If you have been hanging out by the library or the Shalala Student Center in the last few weeks, then you know our student government elections are coming up. From Feb.17 to Feb. 20, elections for executive and senator positions will be taking place and the editorial board is here to remind you that it’s imperative for students to participate in this process.
Living and going to school in Miami might make the culture of our campus much more laid back than others, but that doesn’t mean we should give in to this image all the time. With a school of our caliber, the upkeep and maintenance of its activities is a process that takes involvement from everyone, including donors and students. Voting in student body elections is not only important, but it’s our right. Whether or not you’re paying for tuition through financial aid, loans or through family, UM costs a lot. The least we can do while paying so much is to try everything that this school has to offer, and that includes voting for our school’s executive officers and senators.

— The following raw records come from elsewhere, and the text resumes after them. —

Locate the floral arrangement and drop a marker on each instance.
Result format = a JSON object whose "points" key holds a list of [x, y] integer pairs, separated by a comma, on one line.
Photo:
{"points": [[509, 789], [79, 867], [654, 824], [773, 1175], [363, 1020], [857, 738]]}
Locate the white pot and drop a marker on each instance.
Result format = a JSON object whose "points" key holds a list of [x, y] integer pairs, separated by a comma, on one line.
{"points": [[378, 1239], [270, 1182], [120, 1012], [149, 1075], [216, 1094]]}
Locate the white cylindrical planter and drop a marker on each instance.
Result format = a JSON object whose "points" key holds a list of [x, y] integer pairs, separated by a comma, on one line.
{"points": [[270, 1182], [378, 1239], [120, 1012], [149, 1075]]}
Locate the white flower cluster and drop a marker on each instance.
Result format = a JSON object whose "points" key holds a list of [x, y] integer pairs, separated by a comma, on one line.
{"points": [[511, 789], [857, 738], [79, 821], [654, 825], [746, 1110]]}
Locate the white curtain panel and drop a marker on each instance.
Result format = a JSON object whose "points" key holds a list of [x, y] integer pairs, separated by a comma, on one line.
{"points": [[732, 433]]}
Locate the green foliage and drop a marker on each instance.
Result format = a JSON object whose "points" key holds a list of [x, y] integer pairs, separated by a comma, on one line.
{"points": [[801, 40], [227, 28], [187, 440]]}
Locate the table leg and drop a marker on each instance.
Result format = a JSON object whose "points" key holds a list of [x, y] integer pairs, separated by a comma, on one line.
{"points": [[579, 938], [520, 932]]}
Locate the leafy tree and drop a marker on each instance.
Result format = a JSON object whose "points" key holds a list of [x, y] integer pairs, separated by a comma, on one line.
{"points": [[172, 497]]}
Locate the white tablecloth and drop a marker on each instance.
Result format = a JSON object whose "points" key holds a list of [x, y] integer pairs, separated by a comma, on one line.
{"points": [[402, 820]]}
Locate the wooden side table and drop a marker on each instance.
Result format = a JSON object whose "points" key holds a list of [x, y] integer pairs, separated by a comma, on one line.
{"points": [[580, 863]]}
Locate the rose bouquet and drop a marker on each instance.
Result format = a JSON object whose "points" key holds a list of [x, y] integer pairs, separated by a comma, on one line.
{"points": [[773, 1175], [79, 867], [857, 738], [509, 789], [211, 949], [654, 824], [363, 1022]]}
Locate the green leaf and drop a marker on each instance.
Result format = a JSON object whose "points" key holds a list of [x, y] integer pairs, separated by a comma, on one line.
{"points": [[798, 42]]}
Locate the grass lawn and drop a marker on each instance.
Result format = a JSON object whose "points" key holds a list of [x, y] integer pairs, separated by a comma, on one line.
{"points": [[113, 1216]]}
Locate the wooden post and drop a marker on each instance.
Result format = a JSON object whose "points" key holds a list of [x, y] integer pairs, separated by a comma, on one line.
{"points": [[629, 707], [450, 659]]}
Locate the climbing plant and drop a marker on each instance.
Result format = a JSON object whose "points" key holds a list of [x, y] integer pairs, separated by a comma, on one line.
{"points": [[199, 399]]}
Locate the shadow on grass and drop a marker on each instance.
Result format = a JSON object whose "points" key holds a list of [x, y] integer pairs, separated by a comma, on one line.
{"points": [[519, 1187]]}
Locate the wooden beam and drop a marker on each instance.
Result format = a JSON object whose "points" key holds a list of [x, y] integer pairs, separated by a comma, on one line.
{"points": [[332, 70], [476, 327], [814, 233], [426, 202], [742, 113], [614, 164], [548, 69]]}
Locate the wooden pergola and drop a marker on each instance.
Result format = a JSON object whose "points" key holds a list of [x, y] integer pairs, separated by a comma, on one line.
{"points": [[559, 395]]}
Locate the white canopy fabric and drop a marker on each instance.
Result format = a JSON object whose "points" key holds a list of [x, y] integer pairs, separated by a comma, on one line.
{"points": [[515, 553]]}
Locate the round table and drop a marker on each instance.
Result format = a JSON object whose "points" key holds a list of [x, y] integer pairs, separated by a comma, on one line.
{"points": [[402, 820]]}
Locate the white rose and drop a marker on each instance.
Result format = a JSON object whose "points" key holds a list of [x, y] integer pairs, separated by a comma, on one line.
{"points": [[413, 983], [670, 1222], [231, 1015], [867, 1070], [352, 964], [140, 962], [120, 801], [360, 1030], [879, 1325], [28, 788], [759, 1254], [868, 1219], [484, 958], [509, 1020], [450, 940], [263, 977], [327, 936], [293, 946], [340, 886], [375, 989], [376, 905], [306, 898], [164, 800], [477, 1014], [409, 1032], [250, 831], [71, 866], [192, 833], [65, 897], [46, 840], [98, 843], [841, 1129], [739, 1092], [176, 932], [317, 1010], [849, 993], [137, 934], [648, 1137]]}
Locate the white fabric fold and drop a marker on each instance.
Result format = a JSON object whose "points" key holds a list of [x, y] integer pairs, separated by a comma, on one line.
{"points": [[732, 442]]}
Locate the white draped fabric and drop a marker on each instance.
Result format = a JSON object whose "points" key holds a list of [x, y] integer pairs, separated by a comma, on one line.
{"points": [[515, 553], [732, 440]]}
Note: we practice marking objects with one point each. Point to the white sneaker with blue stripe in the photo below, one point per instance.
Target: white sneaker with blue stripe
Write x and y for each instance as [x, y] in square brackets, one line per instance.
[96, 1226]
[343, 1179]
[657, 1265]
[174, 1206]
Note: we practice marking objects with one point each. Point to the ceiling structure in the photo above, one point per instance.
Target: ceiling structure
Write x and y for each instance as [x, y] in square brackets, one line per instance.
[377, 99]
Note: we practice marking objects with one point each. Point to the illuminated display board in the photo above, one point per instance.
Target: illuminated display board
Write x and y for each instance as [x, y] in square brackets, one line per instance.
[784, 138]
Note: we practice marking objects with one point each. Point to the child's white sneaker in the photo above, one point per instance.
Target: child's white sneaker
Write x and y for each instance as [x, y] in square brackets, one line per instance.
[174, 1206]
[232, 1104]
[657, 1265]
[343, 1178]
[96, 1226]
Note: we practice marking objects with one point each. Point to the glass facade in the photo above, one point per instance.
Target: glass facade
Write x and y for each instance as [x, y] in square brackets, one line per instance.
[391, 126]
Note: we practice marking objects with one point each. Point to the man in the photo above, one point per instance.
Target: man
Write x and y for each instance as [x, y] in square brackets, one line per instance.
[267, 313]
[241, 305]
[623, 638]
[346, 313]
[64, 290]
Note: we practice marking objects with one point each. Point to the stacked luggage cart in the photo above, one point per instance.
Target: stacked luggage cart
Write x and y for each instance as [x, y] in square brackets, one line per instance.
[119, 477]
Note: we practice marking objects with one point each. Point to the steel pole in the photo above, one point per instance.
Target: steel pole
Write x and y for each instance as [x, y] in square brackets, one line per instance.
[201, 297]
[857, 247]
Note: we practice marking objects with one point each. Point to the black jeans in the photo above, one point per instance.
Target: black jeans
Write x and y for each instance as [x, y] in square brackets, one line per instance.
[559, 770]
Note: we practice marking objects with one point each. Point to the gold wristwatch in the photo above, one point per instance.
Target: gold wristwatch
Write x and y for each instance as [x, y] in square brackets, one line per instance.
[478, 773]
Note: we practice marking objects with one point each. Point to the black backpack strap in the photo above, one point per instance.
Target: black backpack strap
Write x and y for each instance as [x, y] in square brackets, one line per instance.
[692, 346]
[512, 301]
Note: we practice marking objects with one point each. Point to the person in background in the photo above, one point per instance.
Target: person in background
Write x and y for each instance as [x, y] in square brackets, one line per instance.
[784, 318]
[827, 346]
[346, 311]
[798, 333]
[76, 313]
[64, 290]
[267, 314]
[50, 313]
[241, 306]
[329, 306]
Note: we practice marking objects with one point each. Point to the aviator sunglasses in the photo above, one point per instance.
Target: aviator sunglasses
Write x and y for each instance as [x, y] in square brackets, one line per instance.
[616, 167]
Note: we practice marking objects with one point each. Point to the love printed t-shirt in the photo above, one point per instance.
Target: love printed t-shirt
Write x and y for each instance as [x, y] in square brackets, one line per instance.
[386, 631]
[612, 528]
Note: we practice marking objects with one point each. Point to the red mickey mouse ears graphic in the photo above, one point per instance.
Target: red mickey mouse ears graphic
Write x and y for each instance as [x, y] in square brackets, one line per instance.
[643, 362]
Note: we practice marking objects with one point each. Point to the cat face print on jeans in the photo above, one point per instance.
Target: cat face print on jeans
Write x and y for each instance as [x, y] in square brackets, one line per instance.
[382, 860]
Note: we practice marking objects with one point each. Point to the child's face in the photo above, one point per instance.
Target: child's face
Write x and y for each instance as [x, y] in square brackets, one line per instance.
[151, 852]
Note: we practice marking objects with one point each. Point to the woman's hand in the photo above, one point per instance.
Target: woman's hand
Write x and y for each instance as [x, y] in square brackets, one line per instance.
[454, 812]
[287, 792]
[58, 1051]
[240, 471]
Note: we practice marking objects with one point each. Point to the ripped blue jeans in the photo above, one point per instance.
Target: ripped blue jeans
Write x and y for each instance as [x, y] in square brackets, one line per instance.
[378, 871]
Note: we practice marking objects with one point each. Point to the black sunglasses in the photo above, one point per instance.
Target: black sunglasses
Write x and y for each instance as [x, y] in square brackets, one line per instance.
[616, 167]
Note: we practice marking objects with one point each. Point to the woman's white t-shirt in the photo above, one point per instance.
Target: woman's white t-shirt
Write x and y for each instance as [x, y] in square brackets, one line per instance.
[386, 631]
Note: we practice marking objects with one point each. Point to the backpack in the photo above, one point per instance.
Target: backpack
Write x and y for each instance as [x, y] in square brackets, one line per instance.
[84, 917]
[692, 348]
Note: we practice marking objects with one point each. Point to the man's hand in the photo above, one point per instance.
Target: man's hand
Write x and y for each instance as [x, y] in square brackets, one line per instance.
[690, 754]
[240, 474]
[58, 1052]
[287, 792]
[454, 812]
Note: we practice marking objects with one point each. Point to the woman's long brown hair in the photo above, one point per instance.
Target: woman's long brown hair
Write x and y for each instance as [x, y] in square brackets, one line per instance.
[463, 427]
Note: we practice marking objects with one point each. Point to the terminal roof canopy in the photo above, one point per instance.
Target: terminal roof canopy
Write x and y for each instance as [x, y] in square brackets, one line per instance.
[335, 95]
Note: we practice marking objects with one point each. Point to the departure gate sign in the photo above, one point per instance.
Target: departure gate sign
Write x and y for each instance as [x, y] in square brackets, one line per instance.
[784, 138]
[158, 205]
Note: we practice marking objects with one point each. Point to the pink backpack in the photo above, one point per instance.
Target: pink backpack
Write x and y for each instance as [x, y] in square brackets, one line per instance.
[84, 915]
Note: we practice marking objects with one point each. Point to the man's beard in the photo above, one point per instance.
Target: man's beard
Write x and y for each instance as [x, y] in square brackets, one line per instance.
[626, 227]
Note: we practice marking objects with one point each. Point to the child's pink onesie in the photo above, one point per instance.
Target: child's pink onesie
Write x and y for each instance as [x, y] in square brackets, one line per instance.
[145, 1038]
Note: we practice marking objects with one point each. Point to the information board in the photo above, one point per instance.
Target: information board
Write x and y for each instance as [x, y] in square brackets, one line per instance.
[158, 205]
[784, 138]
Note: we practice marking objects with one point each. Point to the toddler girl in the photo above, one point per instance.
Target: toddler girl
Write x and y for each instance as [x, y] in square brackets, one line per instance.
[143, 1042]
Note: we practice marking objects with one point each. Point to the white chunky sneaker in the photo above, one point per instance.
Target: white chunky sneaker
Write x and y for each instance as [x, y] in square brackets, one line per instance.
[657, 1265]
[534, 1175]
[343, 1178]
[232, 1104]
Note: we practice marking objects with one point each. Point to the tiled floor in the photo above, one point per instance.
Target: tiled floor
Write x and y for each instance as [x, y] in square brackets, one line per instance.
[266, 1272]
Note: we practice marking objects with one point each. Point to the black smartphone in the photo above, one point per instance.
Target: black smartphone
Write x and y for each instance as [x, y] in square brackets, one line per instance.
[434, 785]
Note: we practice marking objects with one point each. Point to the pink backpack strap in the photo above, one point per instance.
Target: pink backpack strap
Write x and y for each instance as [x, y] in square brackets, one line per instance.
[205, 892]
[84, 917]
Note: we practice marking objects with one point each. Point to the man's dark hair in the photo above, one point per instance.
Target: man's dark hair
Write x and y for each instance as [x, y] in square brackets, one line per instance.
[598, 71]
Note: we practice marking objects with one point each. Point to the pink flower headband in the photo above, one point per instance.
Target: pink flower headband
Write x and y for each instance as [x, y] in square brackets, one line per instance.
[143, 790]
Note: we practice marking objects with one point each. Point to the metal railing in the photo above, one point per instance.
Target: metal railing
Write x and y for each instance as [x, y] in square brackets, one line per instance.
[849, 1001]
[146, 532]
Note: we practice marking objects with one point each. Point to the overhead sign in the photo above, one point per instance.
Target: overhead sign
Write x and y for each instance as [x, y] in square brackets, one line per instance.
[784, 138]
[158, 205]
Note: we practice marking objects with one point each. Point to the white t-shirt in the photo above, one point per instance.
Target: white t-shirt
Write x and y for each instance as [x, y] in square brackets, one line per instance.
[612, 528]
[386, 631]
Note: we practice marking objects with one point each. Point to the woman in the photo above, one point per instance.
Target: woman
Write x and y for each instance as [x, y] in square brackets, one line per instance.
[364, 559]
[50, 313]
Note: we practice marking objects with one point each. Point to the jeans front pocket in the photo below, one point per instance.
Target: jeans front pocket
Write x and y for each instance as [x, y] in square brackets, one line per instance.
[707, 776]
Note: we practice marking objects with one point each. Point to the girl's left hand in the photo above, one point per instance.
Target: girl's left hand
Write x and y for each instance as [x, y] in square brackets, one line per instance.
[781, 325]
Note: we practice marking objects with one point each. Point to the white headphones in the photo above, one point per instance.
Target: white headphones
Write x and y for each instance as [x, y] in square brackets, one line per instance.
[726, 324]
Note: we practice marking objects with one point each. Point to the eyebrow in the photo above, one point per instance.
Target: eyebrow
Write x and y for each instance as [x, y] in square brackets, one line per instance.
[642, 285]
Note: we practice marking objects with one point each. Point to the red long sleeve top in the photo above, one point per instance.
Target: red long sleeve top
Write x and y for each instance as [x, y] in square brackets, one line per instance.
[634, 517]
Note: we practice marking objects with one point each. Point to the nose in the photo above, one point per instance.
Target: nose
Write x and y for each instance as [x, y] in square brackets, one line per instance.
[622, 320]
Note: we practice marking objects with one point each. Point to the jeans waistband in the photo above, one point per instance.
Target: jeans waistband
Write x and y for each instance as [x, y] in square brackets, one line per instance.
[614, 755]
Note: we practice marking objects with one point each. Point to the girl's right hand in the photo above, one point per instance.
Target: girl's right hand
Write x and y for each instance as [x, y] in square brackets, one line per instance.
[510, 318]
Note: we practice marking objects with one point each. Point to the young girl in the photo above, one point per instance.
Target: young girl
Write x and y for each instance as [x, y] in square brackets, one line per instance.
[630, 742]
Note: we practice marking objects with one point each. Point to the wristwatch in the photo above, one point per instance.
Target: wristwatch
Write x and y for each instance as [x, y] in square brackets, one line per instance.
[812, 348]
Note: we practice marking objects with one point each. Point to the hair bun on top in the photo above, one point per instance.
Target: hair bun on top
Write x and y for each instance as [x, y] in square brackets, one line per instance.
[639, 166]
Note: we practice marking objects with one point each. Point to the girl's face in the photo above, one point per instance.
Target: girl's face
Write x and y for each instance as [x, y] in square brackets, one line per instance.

The more we pour into student government, the more they pour back into us. The people we elect to the executive team have the ability to advocate for us to higher administration about the issues that we care about. Students constantly have concerns about financial aid, the maintenance of our dorms or needing more resources for a particular major. These are the topics the candidates are campaigning on, and students should be paying attention to them while voting this week.
For this round of elections, we have three students running for student body president. Abigail Adeleke and Randy Fitzgerald, who are the speaker and speaker pro tempore of Senate, are running on opposing campaigns. We also have two students running separate independent campaigns with Andrés Escandón running for president and Asher Walker for Vice President.
The campaigns of both Adeleke and Fitzgerald are running on platforms that encourage inclusivity and diversity. Along with her running mates Jason Perez, prospective vice president, and Amanda Rodriguez, prospective treasurer, Adeleke’s campaign “All In” is focused on creating spaces for student government to interact with students and to foster intellectual and ethnic diversity. Fitzgerald and his team, prospective vice president Shirley Gelman and prospective treasurer Louis Shaw, aim to take student government to the next level and support students from all backgrounds with their campaign “Level Up”. Not to be forgotten, the independent candidates have platforms that are dedicated to improving student concerns. President candidate Andrés Escandón is looking to increase student involvement in student government and improve freedom of speech on campus, while vice president candidate Asher Walker wants to ease student anxiety by making class scheduling and the advising system better. Seats for the Senate election are open as well with the most competitive seat being the representative of the transfer student population.
Read up on all the candidates’ platforms, have a talk with them, as they will no doubt be around campus, and vote either electronically or in person. Voting only lasts a few days but those who we elect will be in charge of serving us for the next year, so we urge you to choose wisely.
Editorials represent the majority view of The Miami Hurricane editorial board.